Just when I think Kingship is complicated enough, something else arises. That's when I start to feel strange, like I'm a lot older than sixteen. It is a bit weird, when you think about it, how they let four kids run a country. But it's probably best not to dwell on that too much. I don't need another insecurity.
The first one showed up a few weeks after our return from the Lone Islands. Peter scanned a letter and his mouth fell open.
'What?' I demanded. Lucy and Susan looked up from their breakfasts.
But Peter continued to stare at the letter, open mouthed.
'What?' I said again.
He finally seemed to have heard me. He shook his head in a bemused sort of way. 'I suppose I should have expected it, but it does come as a bit of a shock.'
I was about to really snap at him, but Susan laid her hand on my arm.
'Peter,' she said, 'I think it would help if you told us what's in the letter.'
Susan's voice seemed to really call him back to himself.
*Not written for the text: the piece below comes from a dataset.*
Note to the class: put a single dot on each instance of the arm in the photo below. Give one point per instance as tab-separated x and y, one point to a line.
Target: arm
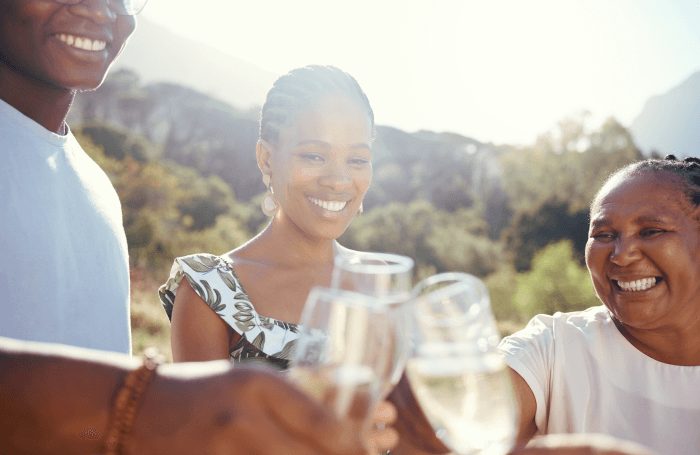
197	333
57	399
528	408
He looked up, directly into her face. 'You have a suitor,' he announced, and passed her the letter.
The three of us were struck similarly dumb, and Lucy and I crowded round Susan to read the letter over Susan's shoulder. She tried to push us away, but we weren't having it.
After scanning it, Lucy and I pulled a face at one another. Peter snickered.
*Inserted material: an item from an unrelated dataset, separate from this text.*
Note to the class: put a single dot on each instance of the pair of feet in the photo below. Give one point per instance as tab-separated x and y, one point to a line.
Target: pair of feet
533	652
'It's not funny,' Susan admonished. But she held the letter at arm's length.
'On the contrary,' I said. 'This is the most comedic thing I've read in ages.' I plucked the letter from Susan's hands and struck a pose to read, 'Your eyes are pools of forget-me-not blue, and indeed, who could forget a beauty greater than that of Queen Swanwhite?'
'He is really mixing his metaphors there,' Lucy commented. 'Are her eyes pools or flowers?'
'Points to him for paying attention in history class though,' I noted. 'Let's see what he has to say about himself.' I scanned the letter. 'Oh. He is her humble servant apparently, prostrate before her beauty.'
'Do you think it's more like this?' Lucy draped herself over the arms of her chair. 'Or this?' She changed position, slumping back and casting her arm to her forehead. Peter burst out laughing.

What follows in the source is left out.